Тридцать лет Дональд Трамп регулярно посещал барбер-шоп Paul Molé в Верхнем Ист-Сайде на Манхэттене. Адриан Вуд, владелец заведения, вспоминает, что Трамп всегда очень точно указывал парикмахерам, где стричь его гриву, и никогда не позволял им обнажать его лысину: «Он ничего не доверяет другим. Он диктует, как именно стричь каждый волосок на своей голове: “Вот здесь, вон там. Всё, хватит”. И вы просто делаете, как он говорит»64
. Сейчас, в ноябре 2020 года, когда Трамп уже не в первый раз говорит о возможности помиловать самого себя перед уходом с поста на фоне расследований нарушений, связанных с его бизнесом и финансами65, дебаты на эту тему возвращают нас к обсуждаемым тысячелетиями парадоксам самореференции, например, к (ложно приписываемому Бертрану Расселу) парадоксу о брадобрее, который бреет только тех, кто не бреется сам. Бреется ли этот брадобрей самостоятельно? Если да, то он явно нарушает правило брить только тех, кто не бреется сам. Если он этого не делает, он попадает в категорию тех, кто не бреется сам, поэтому он может побрить себя…Давайте применим этот парадокс к Трампу – может ли он помиловать себя? Здравый смысл подсказывает нам, что президент (или любая другая высшая власть, например монарх), имеющий право миловать лиц, обвиняемых и осужденных судом, может помиловать только тех, кто не может помиловать себя (если бы все осужденные имели возможность помиловать себя, то подавляющее большинство из них сделали бы это). Если он может помиловать себя, значит, он нуждается в помиловании, а следовательно, он обычный человек, нарушивший закон и, как таковой, не может помиловать себя… Но в случае Трампа решение этих парадоксов относительно простое: Трамп, самопровозглашенный защитник закона и порядка, считает себя стоящим выше закона. Смысл его заявления о возможности помиловать себя заключается в том, что в конечном счете он не нуждается в помиловании, поскольку не ограничен законом.
Однако здесь есть и другая проблема: привилегия миловать обычно закрепляется за монархами или президентами, которые не обладают исполнительной властью, то есть функция которых, как принято говорить, символическая и церемониальная. (Гегель ясно видел необходимость разрыва, отделяющего монарха от исполнительной власти.) «Тоталитарный» соблазн возникает, когда эти два уровня сливаются друг с другом, то есть когда номинальный глава государства также обладает исполнительной властью.
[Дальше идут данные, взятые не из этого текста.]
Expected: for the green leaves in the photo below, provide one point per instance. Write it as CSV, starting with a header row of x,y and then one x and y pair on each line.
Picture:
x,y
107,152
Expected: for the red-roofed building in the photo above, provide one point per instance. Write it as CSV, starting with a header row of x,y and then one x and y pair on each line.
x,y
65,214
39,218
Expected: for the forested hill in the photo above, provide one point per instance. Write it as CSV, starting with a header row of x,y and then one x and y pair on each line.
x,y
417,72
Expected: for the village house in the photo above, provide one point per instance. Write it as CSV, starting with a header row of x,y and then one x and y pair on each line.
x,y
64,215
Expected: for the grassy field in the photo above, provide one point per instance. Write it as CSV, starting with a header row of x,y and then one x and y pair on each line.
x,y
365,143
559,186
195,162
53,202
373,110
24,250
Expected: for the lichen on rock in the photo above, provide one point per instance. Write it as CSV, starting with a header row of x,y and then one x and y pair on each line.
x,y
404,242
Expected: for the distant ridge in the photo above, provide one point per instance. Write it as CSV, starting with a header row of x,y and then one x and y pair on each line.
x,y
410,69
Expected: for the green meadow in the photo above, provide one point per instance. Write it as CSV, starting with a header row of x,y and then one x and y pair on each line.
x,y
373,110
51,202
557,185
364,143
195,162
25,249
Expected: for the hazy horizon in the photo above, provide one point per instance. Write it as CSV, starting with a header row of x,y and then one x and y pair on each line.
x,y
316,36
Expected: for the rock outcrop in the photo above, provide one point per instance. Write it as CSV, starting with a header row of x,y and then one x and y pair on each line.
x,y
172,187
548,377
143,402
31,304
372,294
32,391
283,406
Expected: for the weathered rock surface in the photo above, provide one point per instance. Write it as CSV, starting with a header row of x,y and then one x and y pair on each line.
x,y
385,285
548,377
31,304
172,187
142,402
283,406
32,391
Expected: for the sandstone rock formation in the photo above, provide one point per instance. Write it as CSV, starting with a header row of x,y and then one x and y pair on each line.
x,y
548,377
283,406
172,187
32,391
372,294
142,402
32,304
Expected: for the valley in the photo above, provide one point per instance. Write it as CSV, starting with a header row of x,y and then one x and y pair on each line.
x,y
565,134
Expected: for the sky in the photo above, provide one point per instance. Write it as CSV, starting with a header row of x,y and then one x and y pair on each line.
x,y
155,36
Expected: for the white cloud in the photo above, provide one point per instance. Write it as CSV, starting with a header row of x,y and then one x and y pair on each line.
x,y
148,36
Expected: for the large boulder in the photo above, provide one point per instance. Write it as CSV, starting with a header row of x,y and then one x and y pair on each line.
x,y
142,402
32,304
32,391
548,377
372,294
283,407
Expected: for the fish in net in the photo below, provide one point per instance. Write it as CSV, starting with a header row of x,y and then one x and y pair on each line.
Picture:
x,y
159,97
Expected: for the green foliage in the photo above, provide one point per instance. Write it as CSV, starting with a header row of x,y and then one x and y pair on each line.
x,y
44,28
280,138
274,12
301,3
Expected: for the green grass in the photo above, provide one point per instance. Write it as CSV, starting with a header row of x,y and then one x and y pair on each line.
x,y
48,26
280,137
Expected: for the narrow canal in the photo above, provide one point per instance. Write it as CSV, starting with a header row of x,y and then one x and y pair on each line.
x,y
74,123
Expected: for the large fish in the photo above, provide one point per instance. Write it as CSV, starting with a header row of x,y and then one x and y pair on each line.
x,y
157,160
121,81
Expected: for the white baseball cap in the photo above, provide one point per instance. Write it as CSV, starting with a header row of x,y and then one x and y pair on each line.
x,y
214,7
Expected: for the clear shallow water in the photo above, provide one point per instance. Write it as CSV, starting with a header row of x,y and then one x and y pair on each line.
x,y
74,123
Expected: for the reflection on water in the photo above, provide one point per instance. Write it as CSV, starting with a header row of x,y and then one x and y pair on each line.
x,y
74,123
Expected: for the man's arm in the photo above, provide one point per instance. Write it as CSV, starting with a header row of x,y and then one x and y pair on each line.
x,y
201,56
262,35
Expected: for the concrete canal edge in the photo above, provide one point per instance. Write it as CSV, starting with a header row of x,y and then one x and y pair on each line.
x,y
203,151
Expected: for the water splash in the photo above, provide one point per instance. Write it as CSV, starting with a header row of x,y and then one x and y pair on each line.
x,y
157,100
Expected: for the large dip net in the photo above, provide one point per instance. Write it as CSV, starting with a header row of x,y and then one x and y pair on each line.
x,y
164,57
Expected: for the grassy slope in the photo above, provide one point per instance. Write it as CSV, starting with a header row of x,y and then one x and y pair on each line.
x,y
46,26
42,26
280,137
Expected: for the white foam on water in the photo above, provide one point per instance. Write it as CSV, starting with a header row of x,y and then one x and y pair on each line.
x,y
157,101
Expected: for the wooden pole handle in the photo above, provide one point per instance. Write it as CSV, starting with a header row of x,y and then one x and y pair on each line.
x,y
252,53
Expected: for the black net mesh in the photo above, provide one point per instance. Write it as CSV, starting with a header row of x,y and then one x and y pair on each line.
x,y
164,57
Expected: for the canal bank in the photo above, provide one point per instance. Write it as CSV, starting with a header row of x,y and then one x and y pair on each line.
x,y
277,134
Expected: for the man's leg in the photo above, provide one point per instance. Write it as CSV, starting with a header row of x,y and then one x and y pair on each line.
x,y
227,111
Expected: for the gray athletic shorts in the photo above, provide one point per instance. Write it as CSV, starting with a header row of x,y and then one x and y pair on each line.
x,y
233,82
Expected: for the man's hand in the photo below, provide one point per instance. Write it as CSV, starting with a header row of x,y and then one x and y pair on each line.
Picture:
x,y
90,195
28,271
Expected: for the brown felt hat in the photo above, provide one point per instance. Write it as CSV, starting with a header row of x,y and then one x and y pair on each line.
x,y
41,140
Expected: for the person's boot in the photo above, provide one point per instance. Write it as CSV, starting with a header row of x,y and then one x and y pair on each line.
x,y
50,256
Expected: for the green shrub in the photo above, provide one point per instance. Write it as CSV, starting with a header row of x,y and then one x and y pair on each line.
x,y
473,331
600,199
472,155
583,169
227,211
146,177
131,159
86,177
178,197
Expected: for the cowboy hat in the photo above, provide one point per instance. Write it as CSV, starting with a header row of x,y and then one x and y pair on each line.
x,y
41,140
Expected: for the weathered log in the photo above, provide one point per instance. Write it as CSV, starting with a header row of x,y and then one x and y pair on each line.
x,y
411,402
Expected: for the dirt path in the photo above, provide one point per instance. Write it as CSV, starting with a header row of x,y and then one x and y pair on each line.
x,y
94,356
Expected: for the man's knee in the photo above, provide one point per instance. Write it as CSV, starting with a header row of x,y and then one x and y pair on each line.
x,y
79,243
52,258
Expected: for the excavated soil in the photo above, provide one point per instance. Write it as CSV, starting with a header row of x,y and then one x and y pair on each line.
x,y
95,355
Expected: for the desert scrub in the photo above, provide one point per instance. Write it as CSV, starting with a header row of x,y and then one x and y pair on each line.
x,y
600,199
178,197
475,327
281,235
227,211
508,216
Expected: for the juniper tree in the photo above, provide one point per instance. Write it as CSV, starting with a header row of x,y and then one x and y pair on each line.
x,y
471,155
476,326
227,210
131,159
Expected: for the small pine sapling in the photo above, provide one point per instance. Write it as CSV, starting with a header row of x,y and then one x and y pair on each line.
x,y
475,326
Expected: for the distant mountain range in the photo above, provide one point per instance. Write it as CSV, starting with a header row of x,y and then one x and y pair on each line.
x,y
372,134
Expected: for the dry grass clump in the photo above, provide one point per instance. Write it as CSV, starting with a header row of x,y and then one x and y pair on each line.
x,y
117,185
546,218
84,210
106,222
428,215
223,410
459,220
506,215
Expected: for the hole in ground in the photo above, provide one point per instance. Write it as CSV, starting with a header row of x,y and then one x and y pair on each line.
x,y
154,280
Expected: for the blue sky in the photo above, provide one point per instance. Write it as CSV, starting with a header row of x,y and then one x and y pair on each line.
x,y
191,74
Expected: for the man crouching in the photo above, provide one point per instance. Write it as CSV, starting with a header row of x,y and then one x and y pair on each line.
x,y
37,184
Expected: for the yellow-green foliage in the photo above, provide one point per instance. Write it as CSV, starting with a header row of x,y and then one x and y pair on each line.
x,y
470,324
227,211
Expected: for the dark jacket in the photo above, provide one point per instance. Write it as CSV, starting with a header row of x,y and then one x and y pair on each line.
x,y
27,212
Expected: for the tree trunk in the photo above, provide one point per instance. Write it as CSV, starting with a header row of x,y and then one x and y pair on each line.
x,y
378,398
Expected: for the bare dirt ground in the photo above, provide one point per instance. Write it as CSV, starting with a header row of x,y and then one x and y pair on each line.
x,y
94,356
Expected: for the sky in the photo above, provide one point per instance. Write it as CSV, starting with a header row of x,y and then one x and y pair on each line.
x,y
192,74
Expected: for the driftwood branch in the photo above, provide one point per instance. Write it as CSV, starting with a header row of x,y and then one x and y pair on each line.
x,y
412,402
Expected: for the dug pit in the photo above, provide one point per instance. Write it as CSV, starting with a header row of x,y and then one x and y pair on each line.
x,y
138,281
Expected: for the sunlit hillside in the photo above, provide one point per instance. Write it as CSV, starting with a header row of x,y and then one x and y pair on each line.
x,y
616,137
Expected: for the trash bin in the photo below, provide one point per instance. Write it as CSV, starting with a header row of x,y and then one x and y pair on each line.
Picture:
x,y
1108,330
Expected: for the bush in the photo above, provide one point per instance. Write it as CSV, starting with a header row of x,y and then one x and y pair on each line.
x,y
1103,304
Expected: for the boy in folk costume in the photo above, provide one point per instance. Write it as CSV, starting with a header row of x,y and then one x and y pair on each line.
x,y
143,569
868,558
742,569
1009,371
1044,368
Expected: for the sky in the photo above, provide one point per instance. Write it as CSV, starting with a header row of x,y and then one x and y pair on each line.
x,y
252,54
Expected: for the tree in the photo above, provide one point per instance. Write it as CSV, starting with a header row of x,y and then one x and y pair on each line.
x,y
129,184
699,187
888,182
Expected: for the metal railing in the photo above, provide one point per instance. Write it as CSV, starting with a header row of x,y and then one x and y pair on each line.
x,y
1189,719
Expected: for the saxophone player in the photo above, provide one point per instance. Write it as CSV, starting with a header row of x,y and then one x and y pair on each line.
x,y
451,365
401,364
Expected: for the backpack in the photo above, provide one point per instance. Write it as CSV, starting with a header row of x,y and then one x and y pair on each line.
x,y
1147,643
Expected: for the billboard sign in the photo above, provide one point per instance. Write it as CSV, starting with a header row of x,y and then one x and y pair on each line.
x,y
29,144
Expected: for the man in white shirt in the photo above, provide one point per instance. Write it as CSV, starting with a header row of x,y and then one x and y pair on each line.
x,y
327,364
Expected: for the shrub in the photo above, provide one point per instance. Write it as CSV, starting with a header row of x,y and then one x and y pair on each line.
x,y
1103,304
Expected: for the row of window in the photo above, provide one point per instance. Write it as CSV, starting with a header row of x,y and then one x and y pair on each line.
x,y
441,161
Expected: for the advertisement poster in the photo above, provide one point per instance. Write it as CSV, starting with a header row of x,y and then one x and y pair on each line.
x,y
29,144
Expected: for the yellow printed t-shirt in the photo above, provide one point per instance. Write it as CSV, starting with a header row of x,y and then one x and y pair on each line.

Это происходит не только при фашистском и сталинском «тоталитаризме» (хотя в Италии Муссолини не играл обеих ролей – Италия оставалась монархией), но и вписано в саму Конституцию США. Соединенные Штаты Америки уникальны тем, что президент не лишен исполнительной власти, эти две функции объединены (именно поэтому президенты США могут править с помощью указов, в значительной степени игнорируя Конгресс и Сенат). Откуда же берется эта прерогатива? Эрик Нельсон в своей книге «Революция роялистов»66
убедительно демонстрирует, что именно восхищение королевской прерогативой власти и вера в достоинства сильного руководителя, основанные на прецедентах XVII века, способствовали восстанию против Британии и обусловили конституцию новой американской республики. Американская революция произошла из роялистской, а не парламентской традиции: во-первых, отцы-основатели надеялись, что британский монарх защитит их от тирании британского парламента, повышавшего налоги на американские колонии; когда этого не произошло, они включили этот образ монарха с исполнительными полномочиями в свою конституцию.